Still, he played all three forward positions with a rotating cast and managed
just 7 points the whole season. He was instrumental in the IceCaps run to the
Calder Cup Finals. A health zone-start push and reasonable percentages,
combined with the report from any chesterfield-based scout that his skating is
sub-NHL level mean we’re still not certain if O’Dell will find a home with the
big league Jets.
Expected goals: 5
Things Never Looked So Good
At this time last year, the Jets’ centre depth was
deplorable and nerve wracking. Scheifele seemed to be on the roster in pen
despite just 11 professional games and a single professional point. Olli Jokinen had just ended the worst season of his already heavily criticized and
dwindling career. Jim Slater was working on technologies to make his gear water
resistant for all the water skiing he had planned and had a custom Reebok body
cast designed just in case. Bryan Little had just finished a remarkable season
as a two-way pivot, but it was his first as the team’s tough-minutes centre and
the whole apparatus seemed to rest on him as the lynchpin. With established
pros Burmistrov, Antropov, and Wellwood leaving over the course of two summers,
things looked dire.
Fast forward one season and the centre depth chart can
hardly be compared. Perreault has question marks, but the fact remains that the
team lost an established NHL player and replaced him in Free Agency – almost
unheard of under this administration. With confidence growing about Little and
Scheifele and the addition of a plausible 3rd line option, the Jets
look considerably less hopeless this July.

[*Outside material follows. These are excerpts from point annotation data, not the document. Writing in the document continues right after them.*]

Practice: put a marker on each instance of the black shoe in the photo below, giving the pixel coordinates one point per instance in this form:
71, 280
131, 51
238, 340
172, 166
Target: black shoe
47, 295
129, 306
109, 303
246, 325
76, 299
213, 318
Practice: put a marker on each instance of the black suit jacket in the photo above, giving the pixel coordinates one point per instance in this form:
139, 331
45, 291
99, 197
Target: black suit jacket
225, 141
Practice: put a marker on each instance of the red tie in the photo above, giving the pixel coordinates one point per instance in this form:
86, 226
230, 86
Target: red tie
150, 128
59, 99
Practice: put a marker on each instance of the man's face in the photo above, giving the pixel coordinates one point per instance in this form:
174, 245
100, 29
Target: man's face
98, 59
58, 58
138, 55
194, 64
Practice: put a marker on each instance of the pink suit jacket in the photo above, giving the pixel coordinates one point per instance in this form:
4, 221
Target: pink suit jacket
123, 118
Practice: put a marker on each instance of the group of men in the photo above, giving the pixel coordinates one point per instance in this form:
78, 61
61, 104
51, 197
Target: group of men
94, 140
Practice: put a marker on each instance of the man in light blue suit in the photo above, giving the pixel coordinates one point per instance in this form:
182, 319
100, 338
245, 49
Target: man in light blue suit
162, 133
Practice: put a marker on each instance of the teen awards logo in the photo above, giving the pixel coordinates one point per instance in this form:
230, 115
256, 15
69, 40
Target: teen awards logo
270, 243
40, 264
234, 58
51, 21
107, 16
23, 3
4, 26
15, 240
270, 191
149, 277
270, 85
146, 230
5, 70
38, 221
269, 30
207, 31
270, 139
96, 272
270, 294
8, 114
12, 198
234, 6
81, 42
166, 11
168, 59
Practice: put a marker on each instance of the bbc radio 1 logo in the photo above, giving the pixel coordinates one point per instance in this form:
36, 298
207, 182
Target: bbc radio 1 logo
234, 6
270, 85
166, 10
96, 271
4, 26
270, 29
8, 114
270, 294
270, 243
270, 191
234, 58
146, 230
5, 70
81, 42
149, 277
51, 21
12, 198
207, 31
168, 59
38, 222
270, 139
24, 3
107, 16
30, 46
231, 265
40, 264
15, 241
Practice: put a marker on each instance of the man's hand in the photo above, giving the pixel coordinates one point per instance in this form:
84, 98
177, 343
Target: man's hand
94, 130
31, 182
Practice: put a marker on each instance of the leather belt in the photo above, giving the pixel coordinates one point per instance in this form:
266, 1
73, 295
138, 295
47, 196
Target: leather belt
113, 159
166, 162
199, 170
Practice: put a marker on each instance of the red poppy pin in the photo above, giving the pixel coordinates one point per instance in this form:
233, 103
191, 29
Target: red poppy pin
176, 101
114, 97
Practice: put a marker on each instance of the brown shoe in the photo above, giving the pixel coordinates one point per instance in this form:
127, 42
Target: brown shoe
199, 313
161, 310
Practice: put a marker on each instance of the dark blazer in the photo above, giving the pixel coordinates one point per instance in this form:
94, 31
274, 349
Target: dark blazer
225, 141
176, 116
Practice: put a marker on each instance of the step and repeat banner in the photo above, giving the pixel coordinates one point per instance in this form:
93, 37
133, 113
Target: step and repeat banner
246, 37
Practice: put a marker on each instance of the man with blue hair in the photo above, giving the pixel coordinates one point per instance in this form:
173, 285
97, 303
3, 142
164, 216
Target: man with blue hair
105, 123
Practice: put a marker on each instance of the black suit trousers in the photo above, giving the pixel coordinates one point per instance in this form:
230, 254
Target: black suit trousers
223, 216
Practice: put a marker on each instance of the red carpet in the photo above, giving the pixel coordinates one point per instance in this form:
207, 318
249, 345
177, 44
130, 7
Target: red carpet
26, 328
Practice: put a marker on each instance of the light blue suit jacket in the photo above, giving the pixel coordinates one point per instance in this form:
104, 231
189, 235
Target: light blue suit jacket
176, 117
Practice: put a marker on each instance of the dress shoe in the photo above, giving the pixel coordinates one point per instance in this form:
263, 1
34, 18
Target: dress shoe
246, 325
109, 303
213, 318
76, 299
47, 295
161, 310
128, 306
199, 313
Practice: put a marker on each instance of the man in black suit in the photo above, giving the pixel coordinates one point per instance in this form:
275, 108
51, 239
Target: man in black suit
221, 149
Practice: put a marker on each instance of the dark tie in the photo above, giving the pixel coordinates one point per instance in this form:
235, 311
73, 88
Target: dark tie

Jets centres scored a total of 59 goals last season
(including one by John Albert). My combined expected goals from this group is 63,
owing mostly to assumed improvement from Mark Scheifele. The wildcard is health
in this group, given that each regular after Bryan Little has struggled to stay
in games. As well, it’s possible that Perreault’s offence dries up with the
tougher assignment. For many reasons, Jets fans can be excited about the Finn-for-Quebecois
exchange, but Jokinen’s career offence was part of why his price tag was 50%
higher than the new guy’s.
In general, Olli Jokinen causes havoc when he’s
on the ice. He does very little that’s predictable. Perreault is shifty but
coachable, and with the continued (though non-linear) growth of Scheifele and
O’Dell, it’s likely a slightly improved centre group.
Around the Division
Chicago: Toews, B. Richards, Shaw, Krueger, Regin
Dallas: Seguin, Spezza, Eakin, Horcoff, Fiddler
Minnesota: M. Koivu, Mikael Granlund, Brodziak, Schroeder, Phillips
Nashville: Fisher, Ribeiro, Roy, O. Jokinen, Gaustad
St Louis: Backes, Statsny, Berglund, Lapierre, Lehtera
Once again, the Jets come up short relative to the very competitive Central Division. We’ve watched Littel go head-to-head with the league’s top centres. Can either the young Mark Scheifele or the unproven Matthieu Perreault play against other team’s second best centres and stay alive? It looks to be a critical question for 2014/15.